The UK's maternal death rate has reached its highest level in two decades, with a significant increase over the past ten years despite numerous recommendations issued to the National Health Service (NHS) to address life-threatening symptoms. The fatality rate for women during pregnancy, childbirth, or within six weeks of delivery rose by 50 percent, from 8.54 deaths per 100,000 pregnancies in 2013 to 12.80 in 2023. This rate represents the highest recorded since 2005, with recent data indicating 257 maternal deaths in the two years leading up to 2023.
Between 2013 and 2023, the NHS received 67 warnings regarding potentially fatal complications for mothers. Over the same period, 59 official reports generated a total of 748 recommendations for improving NHS maternity services, with the majority published since 2015. Approximately one in ten of these recommendations specifically aimed at preventing maternal deaths. Hospitals were repeatedly advised on critical issues, including 23 times to promptly assess and treat women experiencing blood clots and strokes, 13 times to take reports of severe pain seriously, and 12 times to act on signs of severe bleeding. Other frequent warnings pertained to awareness of heart conditions and recognizing sepsis. Blood clots were identified as the primary cause of death, followed by heart problems, suicide, stroke, sepsis, and severe bleeding.
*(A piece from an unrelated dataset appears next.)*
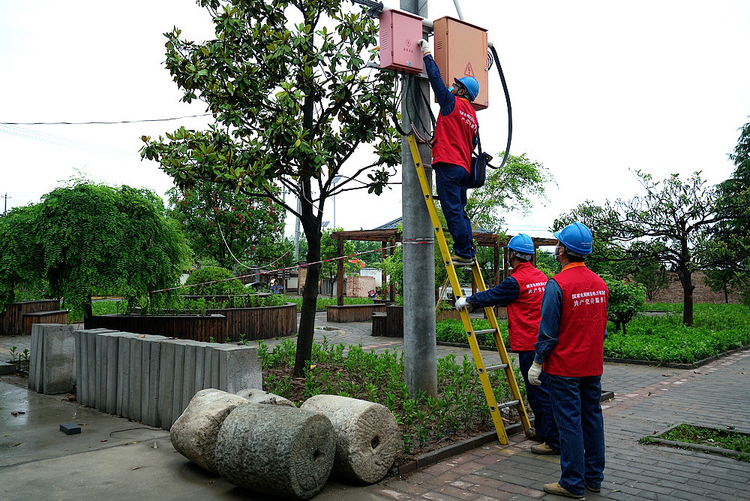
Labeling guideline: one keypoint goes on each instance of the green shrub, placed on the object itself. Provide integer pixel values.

The human cost of these figures is underscored by individual cases. Laura-Jane Seaman died in 2022 at Broomfield Hospital in Essex following a postpartum haemorrhage and cardiac arrest, with an inquest concluding her death was "avoidable and contributed to by neglect" due to a lack of emergency treatment for her symptoms. In June 2024, Jennifer Cahill and her baby Agnes died after a series of failures reportedly delayed Ms. Cahill's transfer to North Manchester General Hospital following a haemorrhage during labour.
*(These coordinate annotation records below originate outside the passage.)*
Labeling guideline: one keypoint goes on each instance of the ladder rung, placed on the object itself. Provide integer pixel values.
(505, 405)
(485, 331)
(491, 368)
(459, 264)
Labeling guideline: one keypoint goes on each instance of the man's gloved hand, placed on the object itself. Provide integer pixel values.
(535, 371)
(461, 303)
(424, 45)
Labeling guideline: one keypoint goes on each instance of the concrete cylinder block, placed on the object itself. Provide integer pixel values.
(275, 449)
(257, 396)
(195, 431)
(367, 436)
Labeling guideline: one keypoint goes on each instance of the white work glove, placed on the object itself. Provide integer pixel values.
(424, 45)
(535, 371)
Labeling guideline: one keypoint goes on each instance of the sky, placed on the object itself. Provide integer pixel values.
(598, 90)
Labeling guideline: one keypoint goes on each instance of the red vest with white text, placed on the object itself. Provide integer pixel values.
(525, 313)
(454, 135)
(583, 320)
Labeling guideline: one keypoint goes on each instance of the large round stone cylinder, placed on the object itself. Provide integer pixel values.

Critics suggest that the large volume of recommendations, often unaccompanied by adequate funding, hinders effective implementation by NHS trusts. Dr. Clare Tower, a consultant obstetrician, noted that the sheer quantity of warnings makes prioritization challenging, and many recommendations may lack an evidence base or cost-effectiveness analysis. She added that administrative burdens on frontline staff can detract from individual patient care. Campaigners, including former Conservative MP Theo Clarke, have labeled the situation a "national scandal," arguing that recommendations are being overlooked. Jo Cruse, founder of the maternity campaign group Delivering Better, contended that successive governments have "failed to appropriately resource trusts" or to set a clear directive that warnings must be acted upon, describing it as a "public health crisis." Ms. Clarke and reality television personality Louise Thompson are advocating for the appointment of a new maternity commissioner to provide leadership and create a unified plan from the numerous recommendations.
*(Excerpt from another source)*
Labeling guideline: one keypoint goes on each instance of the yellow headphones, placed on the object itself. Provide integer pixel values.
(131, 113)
In response, the Department of Health and Social Care (DHSC) has announced several measures. These include introducing new standards to address leading causes of maternal mortality such as sepsis and blood clots, increasing the recruitment of midwives, and developing a system for earlier identification of safety concerns. The Secretary of State has also commissioned an independent national investigation, chaired by Baroness Amos, tasked with consolidating findings from past reviews into a clear set of national actions. Additionally, a new taskforce, chaired by the Secretary of State, has been established to promptly act on recommendations expected in June. The national maternity inquiry is scheduled to publish its full findings this summer.